I just can’t seem to stay away from the marijuana debate, even given the recent defeat of Proposition 19 that aimed to legalize marijuana in California. This article is a short one, but speaks to some of the cognitive issues associated with marijuana use.

A study (see here) conducted by a Wake Forest University team (Including Doctor Linda Porrino) found that habitual marijuana smokers (those who smoked an average of twice a day for seven years) may be bad at detecting negative outcomes.

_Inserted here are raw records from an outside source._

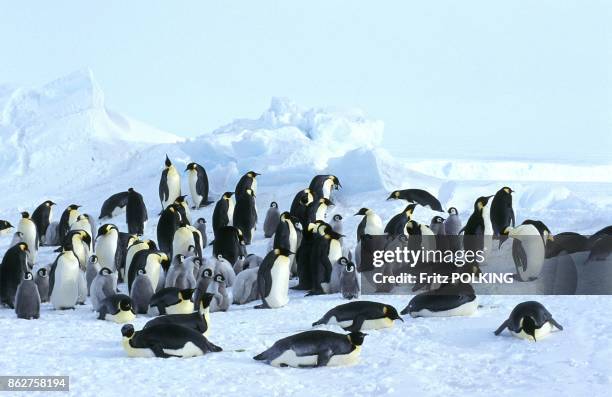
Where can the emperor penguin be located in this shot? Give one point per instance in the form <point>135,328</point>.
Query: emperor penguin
<point>169,184</point>
<point>141,293</point>
<point>336,223</point>
<point>114,205</point>
<point>272,220</point>
<point>247,181</point>
<point>245,215</point>
<point>27,298</point>
<point>65,292</point>
<point>322,186</point>
<point>223,214</point>
<point>165,340</point>
<point>136,215</point>
<point>198,185</point>
<point>12,269</point>
<point>5,228</point>
<point>529,320</point>
<point>27,227</point>
<point>42,282</point>
<point>528,248</point>
<point>102,286</point>
<point>42,216</point>
<point>314,349</point>
<point>370,225</point>
<point>69,216</point>
<point>273,279</point>
<point>201,226</point>
<point>417,196</point>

The experiment used fMRI scanning technology to examine the brain activity of smokers and controls during the Iowa Gambling Task, which uses four decks of cards. Two of the decks yield large, infrequent, rewards as well as losses. The other two decks yield small, more frequent rewards, and less losses. The first two are considered the “bad” decks, and the latter two the “good” decks, because selecting from the small-gain, small-loss, decks will result in more gain overall. The task is considered a pretty good, if complex, measure of risk-taking, decision making, and loss-discounting.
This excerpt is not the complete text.